How to run a Javascript query on data that is being received from a database

Question

I'm currently working on a very important project and I'm almost done. But I'm stuck on the final part of the core function of the website... I want to know how to retrieve data from three columns: "Title", "Description", "Link" from my database and print the "Title" and "Description" rows to a <div></div> and i want to use the $("#anchor").attr("href", link) to the link attribute <div><a href = "" id = "anchor"></a></div> my problem is that it only executes the Javascript code on the first row in the database table.

<html>

<head>
  <title>test001</title>
  <script src="https://ajax.googleapis.com/ajax/libs/jquery/2.1.1/jquery.min.js"></script>
</head>

<body>
  <style>
    #load1 {
      background-color: green;
      height: 100px;
      width: 100px;
    }
    
    #load2 {
      background-color: green;
      height: 100px;
      width: 100px;
    }
  </style>

  <div id="divone">
    <div id="load">
      <div id="load1">

      </div>
      <div id="load2">

      </div>
      <div>
        <a href="" id="load3" target="_ blank">
                    Test
                </a>
      </div>
    </div>
  </div>
  <script>
    function clone() {
      var div = document.getElementById("load");
      var cln = div.cloneNode(true);
      document.getElementById("divone").appendChild(cln);
    }
  </script>
  <?php
    $conn = mysqli_connect("localhost", "id5757217_testsql01", "9977553311", "id5757217_testsql1");
              // Check connection
        if ($conn->connect_error) {
            die("Connection failed: " . $conn->connect_error);
}
    $sql = "SELECT * FROM insertion";
    $result = $conn->query($sql);
        if ($result->num_rows > 0) {
   // output data of each row
    while ( $row = $result->fetch_assoc() ) {
            $array[] = $row;
            $id = $row['ID'];
            $tle = $row['Title'];
            $des = $row['Description'];
            $lnk = $row['Link'];
            echo "<script type = text/javascript>clone()</script>";
}

} else { echo "0 results"; }
            $conn->close();
 ?>

    <script>
      var id = "<?php echo $id; ?>";
      var title = "<?php echo $tle; ?>";
      $("#load1").text(title);
      var desc = "<?php echo $des; ?>";
      $("#load2").text(desc);
      var lnk = "<?php echo $lnk; ?>";
      $("#load3").attr("href", lnk);
    </script>
</body>

</html>

Answer 1

You shouldn't be using Javascript to create all the DIVs. Just do it in the PHP script itself.
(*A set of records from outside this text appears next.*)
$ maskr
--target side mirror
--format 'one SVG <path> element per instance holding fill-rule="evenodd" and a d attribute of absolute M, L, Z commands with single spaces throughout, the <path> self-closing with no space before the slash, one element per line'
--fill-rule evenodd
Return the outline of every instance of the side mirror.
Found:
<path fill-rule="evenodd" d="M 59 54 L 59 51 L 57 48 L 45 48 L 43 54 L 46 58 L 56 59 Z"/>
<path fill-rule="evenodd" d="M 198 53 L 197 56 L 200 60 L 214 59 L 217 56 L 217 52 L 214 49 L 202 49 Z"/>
You also need to change all your duplicate IDs to classes, since IDs are supposed to be unique.

<div id="divone">
    <?php
    while ($row = $result->fetch_assoc()) {
        ?>
        <div class="load">
            <div class="load1"> <?php echo $row['Title']; ?> </div>
            <div class="load2"> <?php echo $row['Description']; $> </div>
            <div> <a class="load3" href="<?php echo $row['Link']; ?>" target="_blank">Test</a> </div>
        </div>
        <?php }
?>
</div>

Answer 2

You're echo-ing only one row because your echo is outside your while loop:

You need to move your echo for the data back into the loop IE

echo " <script>";
 while ( $row = $result->fetch_assoc() ) {
        $array[] = $row;
        $id = $row['ID'];
        $tle = $row['Title'];
        $des = $row['Description'];
        $lnk = $row['Link'];
        echo "clone();";
        echo 'var id = "' . $id . '";';
        echo 'var title = "' . $tle . '";';
        echo '$("#load1").text(title);';
        echo 'var desc = "' . $des . '";';
        echo '$("#load2").text(desc);';
        echo 'var lnk = "' . $lnk . '";';
        echo '$("#load3").attr("href", lnk);';
}

} else { echo "0 results"; }
        $conn->close();
        echo "</script>";

update

Also as Barmar stated in comment, you'll be overwriting the text for $("#load1") every iteration of the loop. In order to "see" this working .. I'd use $("#load1").append() so you can at least "view" what you are doing and change your code accordingly -- OR -- Create the elements dynamically, and use a key to name them.